Department of Electrical and Computer Engineering, Institute for Research in Electronics and Applied Physics, and Joint Quantum Institute, University of Maryland, College Park, Maryland 20742, United States.
Naval Research Laboratory, 4555 Overlook Avenue SW, Washington, D.C. 20375, United States.
Nano Lett. 2023 Mar 8;23(5):1781-1786. doi: 10.1021/acs.nanolett.2c04552. Epub 2023 Feb 27.

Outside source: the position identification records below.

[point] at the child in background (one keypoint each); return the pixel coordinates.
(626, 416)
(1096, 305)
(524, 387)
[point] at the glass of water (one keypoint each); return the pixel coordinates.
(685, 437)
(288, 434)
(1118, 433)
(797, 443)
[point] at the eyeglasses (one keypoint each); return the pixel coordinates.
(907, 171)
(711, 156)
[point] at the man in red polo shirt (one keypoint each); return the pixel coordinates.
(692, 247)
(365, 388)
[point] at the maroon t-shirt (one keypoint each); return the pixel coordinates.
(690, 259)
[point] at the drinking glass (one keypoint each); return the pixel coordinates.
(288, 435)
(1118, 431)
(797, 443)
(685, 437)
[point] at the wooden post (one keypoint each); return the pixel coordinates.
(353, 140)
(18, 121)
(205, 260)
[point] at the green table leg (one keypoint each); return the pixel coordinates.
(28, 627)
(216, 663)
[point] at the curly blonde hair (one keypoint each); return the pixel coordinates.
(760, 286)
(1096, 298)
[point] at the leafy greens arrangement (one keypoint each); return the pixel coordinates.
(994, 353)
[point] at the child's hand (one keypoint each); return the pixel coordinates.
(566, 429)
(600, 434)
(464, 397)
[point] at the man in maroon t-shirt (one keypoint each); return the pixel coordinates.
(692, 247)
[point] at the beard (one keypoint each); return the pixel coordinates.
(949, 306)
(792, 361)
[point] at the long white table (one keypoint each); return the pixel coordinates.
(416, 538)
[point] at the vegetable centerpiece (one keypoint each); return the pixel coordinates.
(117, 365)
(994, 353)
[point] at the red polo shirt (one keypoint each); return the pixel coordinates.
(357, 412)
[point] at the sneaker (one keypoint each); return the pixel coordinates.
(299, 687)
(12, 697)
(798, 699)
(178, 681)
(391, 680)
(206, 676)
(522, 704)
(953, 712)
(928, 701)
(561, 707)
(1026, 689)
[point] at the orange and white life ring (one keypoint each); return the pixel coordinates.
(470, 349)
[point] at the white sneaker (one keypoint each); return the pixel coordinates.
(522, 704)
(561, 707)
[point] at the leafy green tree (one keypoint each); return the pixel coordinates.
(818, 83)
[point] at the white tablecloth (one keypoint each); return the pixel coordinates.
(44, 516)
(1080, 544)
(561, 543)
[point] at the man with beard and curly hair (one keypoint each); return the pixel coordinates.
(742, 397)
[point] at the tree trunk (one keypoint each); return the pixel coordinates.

Noise spectroscopy elucidates the fundamental noise sources in spin systems, thereby serving as an essential tool toward developing spin qubits with long coherence times for quantum information processing, communication, and sensing. But existing techniques for noise spectroscopy that rely on microwave fields become infeasible when the microwave power is too weak to generate Rabi rotations of the spin. Here, we demonstrate an alternative all-optical approach to performing noise spectroscopy. Our approach utilizes coherent Raman rotations of the spin state with controlled timing and phase to implement Carr-Purcell-Meiboom-Gill pulse sequences. Analyzing the spin dynamics under these sequences enables us to extract the noise spectrum of a dense ensemble of nuclear spins interacting with a single spin in a quantum dot, which has thus far been modeled only theoretically. By providing spectral bandwidths of over 100 MHz, our approach enables studies of spin dynamics and decoherence for a broad range of solid-state spin qubits.
噪声光谱学阐明了自旋系统中的基本噪声源,因此是开发具有长相干时间的用于量子信息处理、通信和传感的自旋量子位的重要工具。但是,当微波功率弱到无法产生自旋的拉比旋转时,依赖于微波场的噪声光谱学现有技术就变得不可行。在这里,我们展示了一种替代的全光学方法来进行噪声光谱学研究。我们的方法利用受控定时和相位的相干拉曼旋转来实现 Carr-Purcell-Meiboom-Gill 脉冲序列。分析这些序列下的自旋动力学使我们能够提取与量子点中的单个自旋相互作用的密集核自旋 ensemble 的噪声谱,迄今为止,这仅在理论上进行了建模。通过提供超过 100 MHz 的光谱带宽,我们的方法能够研究广泛的固态自旋量子位的自旋动力学和退相干。